3. Know your customer. During a retreat several years ago at Mepkin Abbey, I found myself alone in the gift shop with Brother Stephen, an elderly, startlingly fit, lifelong monk. He rang up a few items, swiped my credit card and asked how I was doing. I asked customers the same thing all the time when I clerked at a grocery store in high school. Unlike me, however, he actually cared about the answer.
I confessed, frankly, to being tired with a busy job, grad school, a young son and another child on the way. There wasn't a lot of time for prayer, which was what I probably needed most. He nodded and remarked that perhaps helping raise my family was a form of prayer in itself. We talked for another 10 minutes. More insights, tailored just for me, followed -- and I shouldn't have been surprised.
As Michael Downey explains, the work of monks "is not to be understood primarily as a product for consumers in a marketplace. ...The fruits of the monk's labor are sold as a means of livelihood, but they are sold to persons, real people with deep needs, not bottom-line consumers."
4. Shut up. A monk's life is a study in humility. It's about setting aside personal plans and ambitions for the good of the community, saying goodbye to worldly pleasures and doing highly repetitive work with few tangible rewards. It's a daily exercise in probing your flaws and coming to terms with your own insignificance. This adds up to a perpetual assault on pride, and it starts with quieting down and listening to what your brothers have to say.
"We're all so impressed by what we know," said DeVoe, the Holy Cross guest master. But rather than overestimating our own abilities, he said, real knowledge comes from paying attention to those around us. Monks have a longstanding tradition of turning to spiritual directors for guidance in the contemplative life. The feedback they get gives them a better sense of their strengths and weaknesses and serves as a spark for change. "You learn things about yourself that you wouldn't know otherwise," DeVoe said.
5. Live in the margins. In his book Leaders Make the Future, futurist Bob Johansen notes that "true innovations are likely to come from the margins that are stretched, rather than from the mainstream."

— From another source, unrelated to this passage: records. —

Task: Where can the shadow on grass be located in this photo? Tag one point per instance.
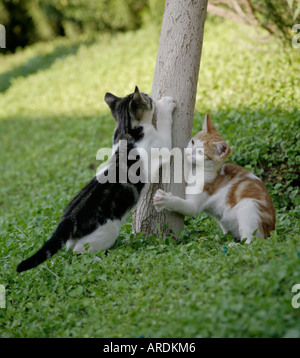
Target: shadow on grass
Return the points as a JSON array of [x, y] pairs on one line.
[[38, 63]]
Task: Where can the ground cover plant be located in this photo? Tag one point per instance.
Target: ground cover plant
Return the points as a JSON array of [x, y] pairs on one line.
[[52, 122]]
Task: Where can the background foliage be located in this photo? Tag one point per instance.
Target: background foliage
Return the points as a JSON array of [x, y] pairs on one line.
[[53, 120], [29, 21]]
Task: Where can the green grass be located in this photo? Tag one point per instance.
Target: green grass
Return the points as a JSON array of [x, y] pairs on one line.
[[53, 119]]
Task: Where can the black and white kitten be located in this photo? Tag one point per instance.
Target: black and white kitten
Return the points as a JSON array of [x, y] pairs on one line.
[[94, 216]]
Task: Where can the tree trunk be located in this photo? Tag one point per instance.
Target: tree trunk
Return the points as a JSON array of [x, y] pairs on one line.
[[176, 75]]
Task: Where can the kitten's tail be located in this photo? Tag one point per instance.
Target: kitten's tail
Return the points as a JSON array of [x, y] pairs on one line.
[[55, 243]]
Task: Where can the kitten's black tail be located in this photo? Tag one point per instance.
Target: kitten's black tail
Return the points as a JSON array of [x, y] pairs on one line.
[[55, 243]]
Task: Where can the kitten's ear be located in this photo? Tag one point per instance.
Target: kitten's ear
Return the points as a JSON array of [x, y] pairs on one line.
[[208, 126], [137, 97], [110, 99], [222, 149]]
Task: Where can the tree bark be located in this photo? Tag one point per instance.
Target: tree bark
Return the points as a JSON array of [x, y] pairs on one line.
[[176, 75]]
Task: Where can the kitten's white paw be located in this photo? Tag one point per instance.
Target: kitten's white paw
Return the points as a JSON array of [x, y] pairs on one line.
[[161, 199], [167, 104]]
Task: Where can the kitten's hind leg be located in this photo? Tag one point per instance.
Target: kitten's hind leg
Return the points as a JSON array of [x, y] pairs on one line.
[[248, 219]]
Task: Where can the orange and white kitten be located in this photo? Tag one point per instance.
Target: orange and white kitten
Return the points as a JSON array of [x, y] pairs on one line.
[[232, 195]]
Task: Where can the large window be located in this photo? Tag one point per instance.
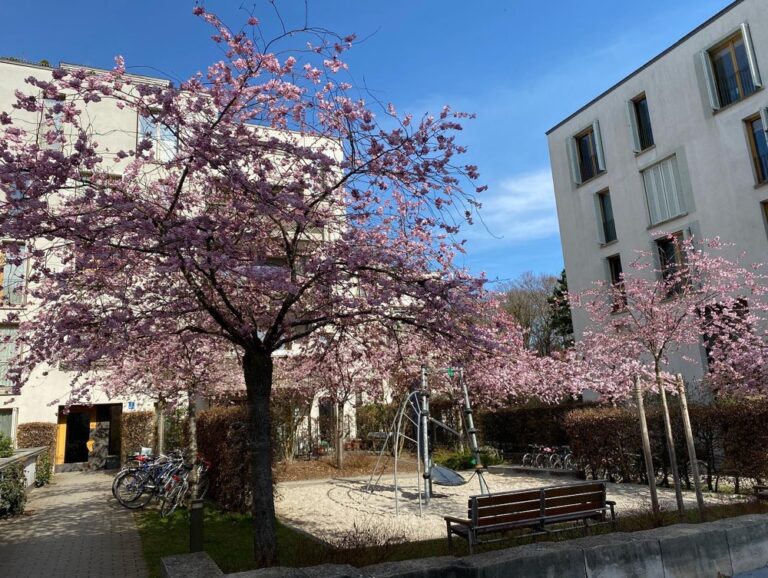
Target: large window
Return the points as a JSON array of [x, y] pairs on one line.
[[585, 151], [607, 224], [757, 128], [7, 351], [617, 280], [731, 69], [640, 120], [164, 141], [671, 261], [13, 267], [664, 191]]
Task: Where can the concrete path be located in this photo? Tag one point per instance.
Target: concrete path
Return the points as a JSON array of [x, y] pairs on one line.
[[72, 528]]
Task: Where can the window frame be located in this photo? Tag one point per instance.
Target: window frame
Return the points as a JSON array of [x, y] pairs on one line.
[[710, 76], [760, 171], [597, 154], [167, 153], [5, 387], [603, 223], [635, 124], [23, 267], [616, 281], [677, 238], [681, 198]]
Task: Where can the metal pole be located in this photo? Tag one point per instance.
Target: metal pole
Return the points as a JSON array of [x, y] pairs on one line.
[[646, 446], [196, 526], [691, 447], [424, 435], [472, 433], [671, 448]]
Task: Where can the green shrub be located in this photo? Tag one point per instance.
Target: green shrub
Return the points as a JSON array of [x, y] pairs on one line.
[[6, 446], [13, 494], [36, 434], [44, 470]]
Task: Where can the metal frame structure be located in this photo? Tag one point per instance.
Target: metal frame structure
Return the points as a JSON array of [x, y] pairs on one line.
[[414, 410]]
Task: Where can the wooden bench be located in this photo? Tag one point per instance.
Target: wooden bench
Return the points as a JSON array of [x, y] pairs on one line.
[[536, 509]]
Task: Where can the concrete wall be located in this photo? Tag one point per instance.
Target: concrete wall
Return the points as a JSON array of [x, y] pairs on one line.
[[722, 548], [724, 200]]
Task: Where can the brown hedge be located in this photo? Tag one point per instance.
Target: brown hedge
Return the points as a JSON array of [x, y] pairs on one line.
[[222, 439], [137, 430], [36, 434]]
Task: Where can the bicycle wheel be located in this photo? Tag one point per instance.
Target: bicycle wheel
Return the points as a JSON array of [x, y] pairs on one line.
[[527, 460], [130, 490]]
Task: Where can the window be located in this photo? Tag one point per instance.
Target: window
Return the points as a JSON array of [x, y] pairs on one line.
[[664, 191], [6, 423], [617, 281], [7, 351], [757, 128], [164, 141], [585, 151], [731, 69], [605, 211], [640, 121], [13, 266], [671, 260], [49, 134]]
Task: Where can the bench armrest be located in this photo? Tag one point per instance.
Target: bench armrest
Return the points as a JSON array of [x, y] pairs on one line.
[[463, 522]]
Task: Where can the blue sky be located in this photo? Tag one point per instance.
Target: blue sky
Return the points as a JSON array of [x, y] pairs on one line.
[[520, 66]]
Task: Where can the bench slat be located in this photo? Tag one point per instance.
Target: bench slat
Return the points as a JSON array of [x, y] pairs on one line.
[[532, 515], [510, 508], [506, 498], [574, 489], [574, 499]]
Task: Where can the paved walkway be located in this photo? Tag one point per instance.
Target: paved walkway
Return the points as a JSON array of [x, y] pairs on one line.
[[72, 528]]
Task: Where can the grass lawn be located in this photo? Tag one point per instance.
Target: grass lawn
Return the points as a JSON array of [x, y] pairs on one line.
[[228, 538]]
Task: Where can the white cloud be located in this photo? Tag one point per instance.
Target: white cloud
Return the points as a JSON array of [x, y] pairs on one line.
[[518, 208]]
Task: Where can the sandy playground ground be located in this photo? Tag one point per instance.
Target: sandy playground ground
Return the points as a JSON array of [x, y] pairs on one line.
[[336, 510]]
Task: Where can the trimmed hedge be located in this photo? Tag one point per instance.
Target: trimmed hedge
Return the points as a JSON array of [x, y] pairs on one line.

Trappists make their home in the margins. They labor in obscurity, their chosen path makes little sense to most people, and they're criticized, sometimes even by fellow Christians, for closeting themselves away when they could be out in the world helping people with urgent problems. They have Web sites and use e-mail judiciously, but they take care not to swamp themselves with information and distraction. They remain, in other words, as counter-cultural as ever, and therein is their strength.
Over the centuries, as Downey writes, monasteries around the world (and not just Trappist ones) have served as "renowned centers of peace and refuge, the focal points of culture and education." That's surely because they have stood beside the mainstream and observed it carefully but never immersed themselves in it. Their perspective is always a bit out of step with the times and refreshingly original as a result.
"The logic of worldly success rests on a fallacy: the strange error that our perfection depends on the thoughts and opinions and applause of other men," Thomas Merton, America's most renowned Trappist monk, wrote in his landmark autobiography The Seven Storey Mountain.
More than 60 years since its publication, and centuries since their founding, Trappists still go their own way, focused and unhurried, free of the need for the world's approval. By training, they're too modest to say their experience with leadership can teach us anything, but we'd be wise to learn all we can from them anyway.